Nós possuímos nas membranas das nossas hemácias antígenos que nos caracterizam, assim como a cor dos olhos, da pele e do cabelo. Atualmente, são conhecidos 43 sistemas de grupos sanguíneos e 345 antígenos eritrocitários. Como conversamos no Blog do dia 27/07/21, a imunogenicidade é a capacidade de uma substância estranha (antígeno) provocar uma resposta imune humoral (criação de anticorpos) no corpo, na grande maioria das situações é uma ocorrência desejada, como no caso das vacinas, mas também ocorrem situações indesejáveis como a formação de anticorpos eritrocitários quando expostos a transfusão e/ou gravidez.
Então, a principal função de se utilizar transfusão de hemácias fenotipadas é impedir a formação de anticorpos antieritrocitários. Para isso, precisamos conhecer os principais fenótipos eritrocitários negativos do receptor e possuirmos um banco de doadores também com o fenótipo conhecido. E compatibilizar o fenótipo negativo do receptor com o fenótipo negativo do doador. Sendo os grupos de sistemas de grupos sanguíneos mais importantes clinicamente, além do ABO RhD são: RhCE, Kell, Duffy, Kidd e o MNSs (Ss).
Em algumas doenças congênitas, como Doença Falciforme e Talassemia major, e outras doenças adquiridas, como as falências medulares, doença renal crônica terminal, hepatopatas, levam a necessidade de transfusão recorrente. Em algumas situações, para o resto da vida. Esses pacientes assim que diagnosticados devem compatibilizar os fenótipos negativos de outros grupos sanguíneos pois possuem maior chance de formar um aloanticorpo. (Aloanticorpo é o nome dado a qualquer anticorpo surgido de um antígeno que não possuímos). Após formação do primeiro aloanticorpo, a chance de formar mais aloanticorpos é 4 vezes maior que a primeira. Então, além de precisarmos eternamente compatibilizar o fenótipo negativo referente ao aloanticorpo adquirido, para evitar uma reação hemolítica, teremos de compatibilizar mais antígenos negativos para prevenir formação de novos anticorpos. Consequentemente, mais difícil torna-se a seleção de hemácias com tantos fenótipos a serem compatibilizados, o que resulta em um atraso no atendimento hemoterápico.

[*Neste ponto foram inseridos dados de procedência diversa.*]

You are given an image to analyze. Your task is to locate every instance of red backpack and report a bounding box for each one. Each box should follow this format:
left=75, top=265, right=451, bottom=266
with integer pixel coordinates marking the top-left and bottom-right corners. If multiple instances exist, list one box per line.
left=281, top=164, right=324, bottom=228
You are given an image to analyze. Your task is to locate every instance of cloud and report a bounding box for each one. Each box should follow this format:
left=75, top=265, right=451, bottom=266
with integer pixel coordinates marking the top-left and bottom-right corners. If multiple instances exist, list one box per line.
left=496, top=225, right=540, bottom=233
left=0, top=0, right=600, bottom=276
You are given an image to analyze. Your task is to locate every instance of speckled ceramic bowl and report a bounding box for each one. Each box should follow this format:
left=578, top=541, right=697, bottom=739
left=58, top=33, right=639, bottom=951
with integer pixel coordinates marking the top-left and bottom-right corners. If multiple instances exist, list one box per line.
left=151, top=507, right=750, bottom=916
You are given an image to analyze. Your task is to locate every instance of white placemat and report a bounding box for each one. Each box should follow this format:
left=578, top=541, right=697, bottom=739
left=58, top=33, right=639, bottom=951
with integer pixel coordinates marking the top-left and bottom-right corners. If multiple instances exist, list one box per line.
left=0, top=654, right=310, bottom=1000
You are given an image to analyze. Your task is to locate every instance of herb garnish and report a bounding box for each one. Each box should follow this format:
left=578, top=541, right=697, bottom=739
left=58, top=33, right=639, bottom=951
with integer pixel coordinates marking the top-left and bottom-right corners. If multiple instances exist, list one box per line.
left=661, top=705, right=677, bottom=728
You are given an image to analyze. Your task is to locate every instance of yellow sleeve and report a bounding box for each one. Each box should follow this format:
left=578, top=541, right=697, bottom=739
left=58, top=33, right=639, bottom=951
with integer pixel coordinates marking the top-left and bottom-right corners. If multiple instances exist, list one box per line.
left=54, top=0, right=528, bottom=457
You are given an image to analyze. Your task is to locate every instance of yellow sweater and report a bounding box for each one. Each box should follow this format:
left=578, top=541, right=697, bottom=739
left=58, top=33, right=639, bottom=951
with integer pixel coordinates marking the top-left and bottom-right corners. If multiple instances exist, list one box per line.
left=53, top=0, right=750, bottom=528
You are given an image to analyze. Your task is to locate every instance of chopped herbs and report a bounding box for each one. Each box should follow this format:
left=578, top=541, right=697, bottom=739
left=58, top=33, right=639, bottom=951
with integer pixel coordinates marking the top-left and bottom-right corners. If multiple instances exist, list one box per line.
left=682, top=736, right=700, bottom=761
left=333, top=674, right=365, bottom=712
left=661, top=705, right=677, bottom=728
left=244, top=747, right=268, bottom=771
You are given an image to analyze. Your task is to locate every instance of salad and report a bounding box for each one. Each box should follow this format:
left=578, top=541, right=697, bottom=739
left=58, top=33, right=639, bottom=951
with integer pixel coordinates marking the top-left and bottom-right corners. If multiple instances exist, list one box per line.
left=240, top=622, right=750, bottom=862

Dito isso, todo candidato a transfusão crônica deveria possuir sua fenotipagem eritrocitária estendida, para receber hemácias de doadores fenotipados do sistema RhCE, e K sempre que possível. Para isso, é importante que o receptor não possua transfusão de hemácias recente, que inviabiliza a metodologia imuno-hematológica de identificação de antígenos (que é rápida e barata). Caso o paciente não suporte manter 3 a 4 meses sem realizar nenhuma transfusão de hemácias, esse deve ser submetido a uma genotipagem dos sistemas de grupos sanguíneos. Através de um sequenciamento do DNA e/ou RNA do paciente, responsáveis pela codificação dos antígenos, inferindo-se as características fenotípicas das hemácias.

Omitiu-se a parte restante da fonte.